How did this happen? The pages John visited may have contained elements related to Facebook, such as the Share and Like buttons. The site also most likely used Facebook Pixel which is a piece of code from the social network, and I’m quoting the official description here “a snippet of Javascript code that allows you to track visitor activity on your website.”

Facebook pixel

The website may have had ads, and/or third-party tracking cookies. The cookies may be used to link activity to a particular computer, and they remain active unless they expire or they are deleted on the local machine.

All these are part of your digital fingerprint which may include personally identifiable details such as your IP address, browser information, location, or operating system. This data is “shared” by the website you visited (through the elements on the page), to the social network. So when John logs into Facebook, the cookies are used to identify him as the one who visited the used cars website.

This is how they track you and display “Relevant Ads”, “Recommended Pages”, and all that. In case of ads and third-party cookies, it can be worse. The data may be shared with companies affiliated to the advertising network, in other words unknown entities.

Facebook uses different kinds of tracking methods, this example is just one of them. That’s the reason why Mozilla has a Facebook Container add-on, an extension dedicated to prevent the tracking atrocities of the network.

I still hear stories of privacy horror like “I was planning a trip with my friends, and began seeing Facebook ads for hotels located there”. This was from friend, and he had used Google Maps to look up the distance from his city to the destination. How did Facebook know that? He claims the app was listening. I cannot confirm such theories without evidence, but yes these have happened to me too. Recently I was discussing visiting a book fair with a family member. A few minutes later he handed me his phone and I saw that the phone app was recommending a page about books. That’s creepy. I have no explanation for these things.
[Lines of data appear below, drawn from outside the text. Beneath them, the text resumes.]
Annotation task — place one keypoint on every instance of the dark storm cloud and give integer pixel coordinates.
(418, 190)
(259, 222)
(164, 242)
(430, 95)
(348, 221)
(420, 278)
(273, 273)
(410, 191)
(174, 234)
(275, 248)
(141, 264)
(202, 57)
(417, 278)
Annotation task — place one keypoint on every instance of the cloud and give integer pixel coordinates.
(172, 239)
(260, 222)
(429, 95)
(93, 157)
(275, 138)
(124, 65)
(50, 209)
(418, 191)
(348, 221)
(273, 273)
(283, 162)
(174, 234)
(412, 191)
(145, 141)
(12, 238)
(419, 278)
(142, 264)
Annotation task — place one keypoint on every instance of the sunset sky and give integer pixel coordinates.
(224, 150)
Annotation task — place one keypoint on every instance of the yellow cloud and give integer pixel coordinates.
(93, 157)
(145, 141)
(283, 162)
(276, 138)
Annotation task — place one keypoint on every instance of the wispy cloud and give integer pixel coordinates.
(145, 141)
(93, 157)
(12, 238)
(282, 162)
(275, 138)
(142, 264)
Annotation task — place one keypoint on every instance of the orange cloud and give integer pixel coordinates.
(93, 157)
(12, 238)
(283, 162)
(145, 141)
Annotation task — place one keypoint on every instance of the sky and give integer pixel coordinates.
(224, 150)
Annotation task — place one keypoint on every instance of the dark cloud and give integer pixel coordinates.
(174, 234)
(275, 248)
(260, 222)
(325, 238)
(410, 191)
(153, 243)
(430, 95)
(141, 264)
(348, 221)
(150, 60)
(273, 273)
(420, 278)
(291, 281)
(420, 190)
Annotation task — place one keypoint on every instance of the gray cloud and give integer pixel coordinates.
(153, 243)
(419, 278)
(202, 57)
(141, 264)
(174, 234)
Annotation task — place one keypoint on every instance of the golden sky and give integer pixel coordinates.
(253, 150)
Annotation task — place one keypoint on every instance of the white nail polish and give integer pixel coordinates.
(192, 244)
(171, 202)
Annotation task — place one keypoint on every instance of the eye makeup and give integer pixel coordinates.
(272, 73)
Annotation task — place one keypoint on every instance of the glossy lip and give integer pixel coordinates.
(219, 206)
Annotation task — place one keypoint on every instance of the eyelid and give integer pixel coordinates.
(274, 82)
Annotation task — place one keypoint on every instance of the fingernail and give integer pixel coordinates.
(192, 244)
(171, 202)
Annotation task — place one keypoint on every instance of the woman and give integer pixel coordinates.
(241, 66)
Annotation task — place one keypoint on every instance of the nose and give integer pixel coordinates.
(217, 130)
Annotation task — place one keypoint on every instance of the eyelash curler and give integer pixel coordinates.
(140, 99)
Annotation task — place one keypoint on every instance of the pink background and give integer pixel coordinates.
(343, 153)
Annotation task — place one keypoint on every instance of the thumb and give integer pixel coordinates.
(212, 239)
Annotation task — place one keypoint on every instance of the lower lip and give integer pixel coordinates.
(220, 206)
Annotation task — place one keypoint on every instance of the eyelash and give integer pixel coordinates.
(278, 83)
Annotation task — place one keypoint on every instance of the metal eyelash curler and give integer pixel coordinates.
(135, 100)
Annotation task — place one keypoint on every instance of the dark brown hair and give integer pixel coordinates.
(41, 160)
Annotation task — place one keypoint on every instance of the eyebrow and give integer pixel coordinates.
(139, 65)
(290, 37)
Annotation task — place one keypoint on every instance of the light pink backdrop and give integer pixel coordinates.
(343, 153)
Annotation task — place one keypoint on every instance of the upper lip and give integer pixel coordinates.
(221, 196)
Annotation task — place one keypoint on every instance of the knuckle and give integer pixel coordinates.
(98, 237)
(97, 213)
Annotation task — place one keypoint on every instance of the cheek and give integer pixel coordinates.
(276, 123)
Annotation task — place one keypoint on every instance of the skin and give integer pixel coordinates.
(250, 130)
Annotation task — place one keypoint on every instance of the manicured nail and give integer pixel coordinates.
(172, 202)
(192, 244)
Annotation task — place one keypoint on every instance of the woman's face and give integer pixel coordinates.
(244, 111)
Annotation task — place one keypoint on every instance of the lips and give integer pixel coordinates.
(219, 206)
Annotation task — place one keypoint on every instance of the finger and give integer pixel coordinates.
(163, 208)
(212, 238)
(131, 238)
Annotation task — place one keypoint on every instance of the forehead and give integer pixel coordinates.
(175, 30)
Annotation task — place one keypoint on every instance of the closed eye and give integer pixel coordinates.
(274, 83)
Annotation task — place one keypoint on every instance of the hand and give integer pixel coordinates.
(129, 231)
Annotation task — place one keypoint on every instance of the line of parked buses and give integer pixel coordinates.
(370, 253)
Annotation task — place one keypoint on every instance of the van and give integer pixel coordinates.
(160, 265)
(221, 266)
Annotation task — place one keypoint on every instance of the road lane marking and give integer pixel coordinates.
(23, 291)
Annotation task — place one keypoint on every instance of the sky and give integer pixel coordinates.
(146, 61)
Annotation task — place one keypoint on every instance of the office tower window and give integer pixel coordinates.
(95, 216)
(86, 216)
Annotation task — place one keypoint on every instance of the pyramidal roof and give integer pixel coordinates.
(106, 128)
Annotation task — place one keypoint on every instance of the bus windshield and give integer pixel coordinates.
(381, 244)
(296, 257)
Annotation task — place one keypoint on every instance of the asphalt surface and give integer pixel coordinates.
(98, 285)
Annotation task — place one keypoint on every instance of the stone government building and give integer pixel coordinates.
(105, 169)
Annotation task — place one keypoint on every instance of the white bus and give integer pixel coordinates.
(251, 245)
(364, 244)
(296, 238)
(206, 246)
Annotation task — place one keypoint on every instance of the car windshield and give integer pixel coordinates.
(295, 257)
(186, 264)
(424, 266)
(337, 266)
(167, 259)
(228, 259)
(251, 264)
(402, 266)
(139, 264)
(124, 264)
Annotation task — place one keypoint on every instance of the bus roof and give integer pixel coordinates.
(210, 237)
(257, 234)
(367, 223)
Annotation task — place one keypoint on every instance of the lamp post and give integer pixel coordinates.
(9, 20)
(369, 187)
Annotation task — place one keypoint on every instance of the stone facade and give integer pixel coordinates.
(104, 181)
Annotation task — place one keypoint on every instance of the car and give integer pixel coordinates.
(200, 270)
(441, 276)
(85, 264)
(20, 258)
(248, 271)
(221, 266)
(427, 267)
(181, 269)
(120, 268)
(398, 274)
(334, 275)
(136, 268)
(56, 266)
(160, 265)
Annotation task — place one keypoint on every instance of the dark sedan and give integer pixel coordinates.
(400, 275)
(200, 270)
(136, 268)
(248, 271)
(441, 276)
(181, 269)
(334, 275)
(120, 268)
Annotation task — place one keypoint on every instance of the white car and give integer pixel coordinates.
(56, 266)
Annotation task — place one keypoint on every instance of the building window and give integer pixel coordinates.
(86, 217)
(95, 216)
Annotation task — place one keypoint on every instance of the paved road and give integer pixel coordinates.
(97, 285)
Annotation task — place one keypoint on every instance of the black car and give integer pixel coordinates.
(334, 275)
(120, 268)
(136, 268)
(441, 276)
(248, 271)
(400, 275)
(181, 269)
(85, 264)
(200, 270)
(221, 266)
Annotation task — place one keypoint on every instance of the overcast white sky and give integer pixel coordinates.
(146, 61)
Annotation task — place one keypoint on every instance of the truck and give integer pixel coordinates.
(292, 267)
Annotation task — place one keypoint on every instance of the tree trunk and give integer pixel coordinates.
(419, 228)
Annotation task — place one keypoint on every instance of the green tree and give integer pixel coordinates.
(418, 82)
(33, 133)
Note: I don’t hate Facebook, I have had clients contact me through the service. It’s a pretty good way to stay in touch with friends/family, but the tracking has gone too far. That’s why I don’t use the app, I login to the mobile website only when required (or when someone texts/calls me to say “Hey Ash, check Facebook”). But that’s me, I understand that people need to use messenger for day-to-day communication. You should definitely use the Facebook Container extension to minimize the tracking.

Cookie based tracking

Not all cookies are bad. The ones you used to sign in to your accounts, and stay signed in are helpful. You want to store these.  But some cookies do more than that, they track your internet usage, even when you leave their website, i.e., they can know which website you visited after you left their site. Firefox blocks third-party tracking cookies by default. Some can be even more intrusive and use information from other cookies.

Time for another example.

Let’s say you bought some cookies, they are of different kinds. But you have a single cookie jar, so you put them all together. What happens? Bits and pieces, crumbs of cookies get mixed up with one another. It’s a mess.

Now, replace the edible cookies with browser cookies. For e.g. Google, Facebook, Shopping sites, Financial sites, etc. Your browser stores these cookies together. That ends up in a digital breadcrumb trail. So they can know what you searched for, or which pages you previously visited etc, all in the name of offering a “personalized browsing experience”.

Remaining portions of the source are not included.